On the night of March 3rd, the Bruins were locked in a superb battle the Canadiens, stomping on them like a rival should, when the wheels fell off five and a half minutes into the final frame and Montreal rallied from down 3-2 to take the contest, helped in large part by 17 minutes worth of Sin Bin for Boston defenseman Zdeno Chara…
…who had some choice words – and fists – for the Habs on the ice, but left it there. Julien had no outlet. It’s not as if he could go pull a Happy Gilmore and beat the snot out of their coaching staff to soothe the savage loss, so he accused the Canadiens of “Embellishment” – a playground tactic of tattling on the bully that just took your milk money.

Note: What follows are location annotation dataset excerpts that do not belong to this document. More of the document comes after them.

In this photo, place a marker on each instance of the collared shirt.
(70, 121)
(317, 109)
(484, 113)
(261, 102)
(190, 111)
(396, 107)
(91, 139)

A move that was met by laughter and jeers from the fans all the way up to the commissioner’s office, and one that caused the Bruins to lose focus on the prize and put it squarely on their next meeting with Montreal…which they lost in a similar fashion, and so on and so on.
So with both Boston and Montreal in tailspins, both lost on Tuesday evening – The Habs getting taken to the mat by the Devils and the Bruins spanked by the Flyers for their sixth loss in the last seven games, and the Bruins inconceivable and tenuous grip on the division lead remains, but by the thinnest of margins.
Scott Hartnell scored on Anton Khudobin just 1:40 into the game, but Boston came back 3 minutes later to tie the game on Wade Redden’s third goal of the season – and it remained that way until 11:24 of the 2nd frame, when Matt Read netted the tie breaker, then Oliver Lauridsen scored the game winner just seven seconds later.
Needless to say, Khudobin didn’t have his best game in net, stopping just 14 of 17 shots he faced before being lifted for Rask after allowing the two goals in seven seconds. Flyers’ netminder Steve Mason was solid in the crease, stopping 39 of 41 Bruins opportunities.
The race for the Northeast Division title and the second overall seed is going to come down to the last week of the season, and one thing is for sure: either the Canadiens or Bruins is going to win it, whether they want to or not.